Il fatto è avvenuto dieci giorni fa, ma la «grande» stampa nazionale lo ha volutamente ignorato.
Fatima, una tredicenne palestinese arrivata a Riace da un campo profughi del Libano, avrebbe dovuto parlare in presenza di Napolitano, sceso in Calabria per un predicozzo buonista dopo aver chiuso gli occhi sui fatti di Rosarno.
Il Quirinale aveva deciso di coinvolgere la sua scuola nella manifestazione, ma giunti al dunque a Fatima è stato impedito di parlare ...a meno che non si togliesse il velo!
Non è dato neppure sapere chi si sia presa la responsabilità di questa decisione. Ecco cosa ha dichiarato in proposito il vicepreside della scuola: «Hanno cercato subito di nascondere tutto, ci hanno chiesto di non parlarne con nessuno. Non so chi ha imposto il divieto di far parlare Fatima. Di certo però si tratta di una decisione presa a Roma, non a Reggio Calabria. A Roma a qualcuno non piaceva l'idea che parlasse una ragazzina con il velo.»
La decisione è stata certamente romana. Che sia stata del Quirinale, del Viminale o della ministra Gelmini poco importa, quel che è certo è che né Napolitano, né Maroni, né il Ministero dell’istruzione hanno sentito il bisogno di dissociarsi da quanto avvenuto. Queste facce di bronzo istituzionali hanno mostrato a Riace il loro vero volto. Non dimentichiamocene.
Sulla vicenda riprendiamo un commento di Patrizia Khadija Dal Monte, pubblicato su Islam-online.


Fatima e le alte cariche

di Patrizia Khadija Dal Monte

 “Un contrattempo, abbiamo assistito ad un contrattempo”, si ostina a dire il giornalista che intervista Domenico Lucano, sindaco di Riace, cittadina calabra in cui abita ed è bene inserita Fatima, che doveva fare un intervento il 21 gennaio a Reggio Calabria, nell’ambito di una manifestazione in risposta ai fatti di Rosarno… “E’ una cosa grave”, risponde quell’uomo perbene, che non ha annebbiato la sua coscienza per compiacere gli alti scranni…

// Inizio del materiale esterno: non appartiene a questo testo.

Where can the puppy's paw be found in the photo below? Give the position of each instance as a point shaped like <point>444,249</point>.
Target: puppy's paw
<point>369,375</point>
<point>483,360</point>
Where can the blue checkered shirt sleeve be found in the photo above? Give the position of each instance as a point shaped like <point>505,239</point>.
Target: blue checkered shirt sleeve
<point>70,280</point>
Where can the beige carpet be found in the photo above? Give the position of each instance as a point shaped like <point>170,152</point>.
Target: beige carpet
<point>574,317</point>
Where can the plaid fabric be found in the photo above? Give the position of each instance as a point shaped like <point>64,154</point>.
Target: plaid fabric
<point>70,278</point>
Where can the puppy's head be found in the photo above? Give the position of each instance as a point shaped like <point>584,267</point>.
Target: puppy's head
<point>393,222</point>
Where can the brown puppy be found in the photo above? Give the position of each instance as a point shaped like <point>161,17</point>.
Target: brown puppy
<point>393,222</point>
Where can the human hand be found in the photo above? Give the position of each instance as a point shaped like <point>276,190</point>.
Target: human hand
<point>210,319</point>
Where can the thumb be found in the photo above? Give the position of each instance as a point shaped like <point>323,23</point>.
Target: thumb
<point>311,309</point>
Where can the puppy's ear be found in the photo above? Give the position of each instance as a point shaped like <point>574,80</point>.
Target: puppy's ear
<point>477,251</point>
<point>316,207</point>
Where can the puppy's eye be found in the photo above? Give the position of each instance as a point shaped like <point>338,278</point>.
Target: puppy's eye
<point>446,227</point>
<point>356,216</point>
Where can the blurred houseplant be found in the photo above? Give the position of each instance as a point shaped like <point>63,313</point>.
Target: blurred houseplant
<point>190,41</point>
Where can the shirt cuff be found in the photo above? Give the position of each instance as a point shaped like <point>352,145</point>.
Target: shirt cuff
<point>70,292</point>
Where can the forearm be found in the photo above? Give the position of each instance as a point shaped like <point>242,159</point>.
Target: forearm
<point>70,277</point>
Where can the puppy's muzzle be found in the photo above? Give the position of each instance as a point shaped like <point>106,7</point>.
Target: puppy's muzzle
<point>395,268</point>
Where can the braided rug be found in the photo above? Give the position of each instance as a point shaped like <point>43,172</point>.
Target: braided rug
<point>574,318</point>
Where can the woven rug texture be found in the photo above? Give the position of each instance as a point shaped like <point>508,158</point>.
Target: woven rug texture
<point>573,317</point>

A Fatima, immagine di quell’innocenza mista a consapevolezza dell’età acerba, bella davvero nel suo foulard rosa in pendant con la maglietta, è stato impedito di parlare perché porta il velo. All’ultimo momento la scaletta e’ stata modificata, “abbiamo capito che c’era qualche impedimento arrivato dall’alto. Il cellulare dell’insegnante è squillato almeno 5 volte… un non meglio precisato «direttore» le raccomandava che Fatima, per poter intervenire, avrebbe dovuto togliere il velo. Racconta la professoressa: «Mi hanno detto che si trattava di un semplice accorgimento per una questione di suscettibilità». Parole striscianti, che celano alleanze strane, strane suscettibilità… Fatima palestinese di nazionalità libanese di chi può aver urtato la sensibilità? Forse non è solo velo…

Vergogna, e questa è la parola più mite che mi passa dal cuore alla mente, accompagnata, è vero da tutto quel repertorio di parole da non dire cadute ormai in disuso nel mio linguaggio. Vergogna a quelle alte cariche dello Stato che si sono permesse di fare una cosa simile sulla pelle di un’adolescente e poi coprire la verità dicendo che il fatto non esiste… Vergogna a quelli che chiamano un tale gesto ‘contrattempo’, ‘semplice accorgimento’ minimizzando la discriminazione che ne trasuda a pieni pori…

Fatima è lo sforzo immane delle seconde e terze generazioni di “sentirsi bene qui” conservando il proprio credo religioso, spesso in solitudine, spesso pochi gli appoggi familiari certi del loro già, proiettati i giovani invece nel non ancora… che si scontra con un mondo ormai vecchio, manipolatore, disinvoltura nel destreggiarsi da viveur, indifferente alle questioni morali.

Fatima è le nostre figlie, indifese e coraggiose, in una società dalla bocca deformata da troppe parole vuote e dal cuore strapieno di polenta… occhi maliziosi che ti guardano con malcelata sufficienza, detentori assoluti della democrazia e della libertà… Moderni, efficienti, semplificatori, mal sopportano la vera semplicità. «Allora mi hanno chiesto di toglierlo, ma io non ho voluto. Ho deciso così perché non possono esser loro a scegliere cosa posso o non posso fare. Anche perché io porto il velo per motivi religiosi. E poi è vergognoso che uno si tolga il velo così, davanti a tutti. Se chiedi alle mie compagne di togliersi la maglia non è vergognoso? Io penso che non è giusto e che ognuno è libero di fare come gli pare».

Vergognatevi e imparate, potreste vergognarvi davvero.